Isn’t it time to tell our Federal and State agencies that we need a complete moratorium on Offshore Wind exploration and development until all of this can be figured out?

Carol Frazier

Ocean Pines


BOEM Ballot Harvesting


I participated in the four-hour BOEM (Bureau of Ocean Energy Management) virtual public meeting Monday evening and it was obvious to me that BOEM engaged in a style of “ballot harvesting” of its pro-wind supporters. For every 10 pro-wind comments, we had two anti-wind comments. I am convinced BOEM planned it this way for its online format by urging their uninformed “voters” to speak. They are using fear to silence us into submission. It’s their plan.

Most of the opinionated pro-wind comments came from outside of Worcester County. They included:

“Hooray, the turbines are no longer on land and moved to sea where they will be barely visible”.

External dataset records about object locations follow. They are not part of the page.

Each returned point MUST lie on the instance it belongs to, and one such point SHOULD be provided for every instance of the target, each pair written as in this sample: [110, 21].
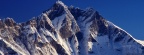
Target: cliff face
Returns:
[63, 30]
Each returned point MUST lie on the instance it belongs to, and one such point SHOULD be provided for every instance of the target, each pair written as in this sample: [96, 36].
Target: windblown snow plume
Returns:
[63, 30]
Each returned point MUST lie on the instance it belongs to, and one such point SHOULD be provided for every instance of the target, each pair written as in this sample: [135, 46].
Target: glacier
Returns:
[63, 30]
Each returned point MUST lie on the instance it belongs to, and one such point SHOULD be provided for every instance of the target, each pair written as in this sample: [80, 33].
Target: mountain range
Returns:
[63, 30]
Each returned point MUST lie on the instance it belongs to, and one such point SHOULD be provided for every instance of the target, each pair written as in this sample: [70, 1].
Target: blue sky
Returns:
[127, 14]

“We will save money going clean”. (It is costlier.)

“This will create jobs and marine life will not be drastically harmed”. (Divers and welders are temporary jobs and as we know, marine life is already being impacted in a highly negative manner.)

“We have storm water pollution, dirty air; Earth shows love and we must take care of her”.

“Our sea levels are rising and we need clean energy to combat. People don’t want them because they’re ugly”.

“My 4 kids know climate change is serious and are scared where our Earth is headed. We do not have time to wait. My Green Team at church wants to protect our Earth and planet”.

“Urgent. Our planet is going underwater. 3% is gone. Birds will not fly into the turbine blades, they know to fly above or below the turbines. Window strikes are the #1 cause of bird deaths”.

“This is Putin’s fault. Once we get foreign intervention out of the way, we can control our own”. (Who wants to tell him that Orsted is a Danish foreign energy company and U.S. Wind is Italian?)

And my personal favorite:

“My nasal allergies need clean energy. Turbines are cleaner”.

The  anti-wind comments included:

“This is the largest wind farm ever erected. They will hurt our small businesses in economy and tourism”.

“Plans keep changing. Megawatts changed. 55% of Ocean City renters won’t return when these turbines are built unless a $1000 decrease in weekly rental is offered. Too much negative impact on OC. The researched data is in front of our face”.

“White Marlin Open will end as the number of entrants cannot amass in the ocean simultaneously and adjacent to the 114 turbines”.

“Bait and switch. We started at 24 turbines each 200 feet tall, is now 114 turbines 950 feet tall buried 100 feet below ocean floor. Each 1 mile apart”.

“A mandated speed of 10 knots at a designated parameter will be instituted. A commercial boat with 4 engines wanting to get 15 miles out to sea will take 1 ½ hours to reach its destination”. This will destroy the commercial fishing industry.

“A 146% increase in whale deaths has been seen since Dec. 2022. Immediate necropsies have shown the inner ears have been damaged, most likely due to the debilitating Havana Syndrome where sonar weapons were used to disorient our diplomats abroad. Harbor porpoises and beaked whales have recently died, most likely due to disorientation causing decompression sickness and death”.

“Before his death in 2004, the Father of CO2, Gilbert Plass notes planting more trees is the remedy, not erecting turbines. Cutting CO2 in half will change the surface temperature to falling 3.8 degrees Celsius. Are we playing God here?”

A Cape May, N.J. economist testified that regulating CO2 is an environmental wrecking ball costing each taxpayer $6,000 over 10 years.

Plass: Energy must deliver the biggest environmental benefit at the lowest possible cost.

The anti-wind speakers had statistics, facts and data. The pro-wind speakers had feelings, wishes and dreams.

This project is expensive, not cost effective, environmentally damaging and regulated by Danish foreign energy.

And last night BOEM ballot harvested.